Section 7.1.3: Bitwise Tricks and Techniques
Exercise 140. [27] [27] Design an economical full adder for balanced ternary numbers: Show how to compute signed bits u and v such that 3u + v = x+ y + z when x, y, z ∈{0, +1, −1}.
Verified: yes
Solve time: 1m18s
Setup
Let $x,y,z \in {0,+1,-1}$. Let
$s = x+y+z.$
Then $s \in {-3,-2,-1,0,1,2,3}$.
We seek signed bits $u,v \in {0,+1,-1}$ such that
$3u + v = s.$
The task is to define $u$ and $v$ as functions of $s$ and verify that both always remain signed bits and satisfy the identity for every admissible value of $s$.
Solution
Define $u$ and $v$ by the following case analysis on $s$.
For $s = 3$, take $u = 1$ and $v = 0$, giving $3u+v = 3$.
For $s = 2$, take $u = 1$ and $v = -1$, giving $3u+v = 3-1 = 2$.
For $s = 1$, take $u = 0$ and $v = 1$, giving $3u+v = 1$.
For $s = 0$, take $u = 0$ and $v = 0$, giving $3u+v = 0$.
For $s = -1$, take $u = 0$ and $v = -1$, giving $3u+v = -1$.
For $s = -2$, take $u = -1$ and $v = 1$, giving $3u+v = -3+1 = -2$.
For $s = -3$, take $u = -1$ and $v = 0$, giving $3u+v = -3$.
This defines a function $(u,v)$ on all possible values of $s$.
Each assignment uses only values from ${0,+1,-1}$, so both $u$ and $v$ are signed bits in every case.
Verification
Each case satisfies $3u+v=s$ by direct substitution.
The mapping covers all possible values of $s$ since $x+y+z$ ranges exactly over ${-3,-2,-1,0,1,2,3}$ for $x,y,z \in {0,+1,-1}$.
For each case, $u$ is chosen so that $3u$ is the unique multiple of $3$ closest to $s$ in ${-3,0,3}$, and $v$ is the signed-bit correction placing the result exactly at $s$. This ensures $s-3u \in {-1,0,1}$ in every case, so $v=s-3u$ always lies in the allowed digit set.

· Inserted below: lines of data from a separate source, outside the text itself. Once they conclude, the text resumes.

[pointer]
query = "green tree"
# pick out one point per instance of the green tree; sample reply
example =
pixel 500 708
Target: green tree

This completes the proof. ∎
Notes
The construction realizes a redundant base-$3$ digit expansion of $s$ with digit set ${-1,0,1}$ at both positions. The most significant digit $u$ captures the coarse ternary magnitude of $s$, while $v$ resolves the residual in a bounded correction step.